Second approach to the data: With Visualization using Seaborn
import seaborn as sns
import matplotlib.pyplot as plt#Use pandas to identify the ten artists with the most tracks
sum_tracks_by_artist = spotify.groupby('artist_name').agg(sum_appearances = ('track_name', 'count')).reset_index()
top_10 = sum_tracks_by_artist.nlargest(10, 'sum_appearances', keep = 'all')
top_10_artists = top_10['artist_name'].tolist()
top_10_artists
#Now we just need to filter out the dataframe so it includes JUST those that are in this list of artists (top 10).['Drake',
'Kanye West',
'Kendrick Lamar',
'Rihanna',
'The Weeknd',
'Future',
'Eminem',
'Lil Uzi Vert',
'Ed Sheeran',
'The Chainsmokers']
Now, given the list of the top artists on Spotify, we can examine where they’re placed in playlists (pos variable). We can visualize this using histogram plots, one that is distinct for every artist. All of these have the same count variable on the left, which is simply the number of occurences at a certain point in the playlist.
The only thing is; I was unable to order them in the order in which they appeared to have the most tracks, it resorted back to their appearances in the dataframe when creating the histograms.
spotify_top_10 = spotify[spotify['artist_name'].isin(top_10_artists)]
spotify_top_10
(
sns.FacetGrid(
data = spotify_top_10,
col = 'artist_name',
hue = 'artist_name'
)
.map(sns.histplot, 'pos')
)
Keeping in mind the ACTUAL order of the artists: ‘Drake’, ‘Kanye West’, ‘Kendrick Lamar’, ‘Rihanna’, ‘The Weeknd’, ‘Future’, ‘Eminem’, ‘Lil Uzi Vert’, ‘Ed Sheeran’, ‘The Chainsmokers’

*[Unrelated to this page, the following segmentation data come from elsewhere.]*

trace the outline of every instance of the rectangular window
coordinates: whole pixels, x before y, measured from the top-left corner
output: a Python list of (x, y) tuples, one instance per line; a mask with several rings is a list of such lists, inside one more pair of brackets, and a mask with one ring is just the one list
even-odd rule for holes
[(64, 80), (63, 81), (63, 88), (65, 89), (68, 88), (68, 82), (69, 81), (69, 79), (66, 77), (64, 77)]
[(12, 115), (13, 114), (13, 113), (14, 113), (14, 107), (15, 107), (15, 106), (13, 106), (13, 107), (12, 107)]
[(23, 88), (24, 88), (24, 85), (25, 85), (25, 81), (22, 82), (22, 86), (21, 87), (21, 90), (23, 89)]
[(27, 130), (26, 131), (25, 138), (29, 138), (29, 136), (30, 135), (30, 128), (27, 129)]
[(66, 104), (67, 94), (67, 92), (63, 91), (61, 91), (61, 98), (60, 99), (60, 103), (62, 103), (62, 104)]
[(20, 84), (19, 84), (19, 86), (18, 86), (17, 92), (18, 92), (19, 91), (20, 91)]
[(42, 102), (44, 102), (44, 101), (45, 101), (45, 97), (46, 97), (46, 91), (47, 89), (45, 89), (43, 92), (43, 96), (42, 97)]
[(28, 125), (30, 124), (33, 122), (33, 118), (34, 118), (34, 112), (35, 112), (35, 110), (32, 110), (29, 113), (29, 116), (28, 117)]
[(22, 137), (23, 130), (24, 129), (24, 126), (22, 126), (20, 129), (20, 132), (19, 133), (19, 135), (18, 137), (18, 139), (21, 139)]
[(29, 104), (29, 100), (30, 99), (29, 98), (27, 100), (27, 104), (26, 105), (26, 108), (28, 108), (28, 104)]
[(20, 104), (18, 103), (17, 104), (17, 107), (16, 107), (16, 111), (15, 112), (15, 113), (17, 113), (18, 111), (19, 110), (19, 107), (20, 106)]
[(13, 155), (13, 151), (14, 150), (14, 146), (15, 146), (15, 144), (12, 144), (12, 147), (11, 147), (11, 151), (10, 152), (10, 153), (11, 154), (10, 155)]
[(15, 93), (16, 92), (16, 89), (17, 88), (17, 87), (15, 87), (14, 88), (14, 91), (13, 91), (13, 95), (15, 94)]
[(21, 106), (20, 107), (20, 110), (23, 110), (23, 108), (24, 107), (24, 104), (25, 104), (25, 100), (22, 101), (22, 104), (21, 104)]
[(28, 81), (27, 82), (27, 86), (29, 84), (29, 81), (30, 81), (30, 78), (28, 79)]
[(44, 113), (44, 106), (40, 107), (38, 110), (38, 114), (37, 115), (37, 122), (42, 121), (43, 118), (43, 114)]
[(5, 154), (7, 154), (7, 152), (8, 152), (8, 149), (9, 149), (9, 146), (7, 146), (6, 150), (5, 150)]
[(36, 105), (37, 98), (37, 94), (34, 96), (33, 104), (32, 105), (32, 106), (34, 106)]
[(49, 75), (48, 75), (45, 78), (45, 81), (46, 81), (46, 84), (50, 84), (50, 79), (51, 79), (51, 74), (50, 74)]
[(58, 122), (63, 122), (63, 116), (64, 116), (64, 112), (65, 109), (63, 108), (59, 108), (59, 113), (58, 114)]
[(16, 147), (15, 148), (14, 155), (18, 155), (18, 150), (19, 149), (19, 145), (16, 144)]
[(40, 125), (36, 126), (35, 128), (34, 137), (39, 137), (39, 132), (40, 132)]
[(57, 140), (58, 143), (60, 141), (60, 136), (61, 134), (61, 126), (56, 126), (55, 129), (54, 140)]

Based on these histograms for each artist, there is always a right-skew to the distribution of positions in the playlist they’re in. There appears to be a strong correlation between the start of a playlist and the inclusion of the music of these top 10 artists. This makes sense, since they are popular artists, with the top 10 most tracks appearing in playlists, and are more likely to be recognized and thought of toward the beginning of the creation of a playlist, or added early by an algorithm.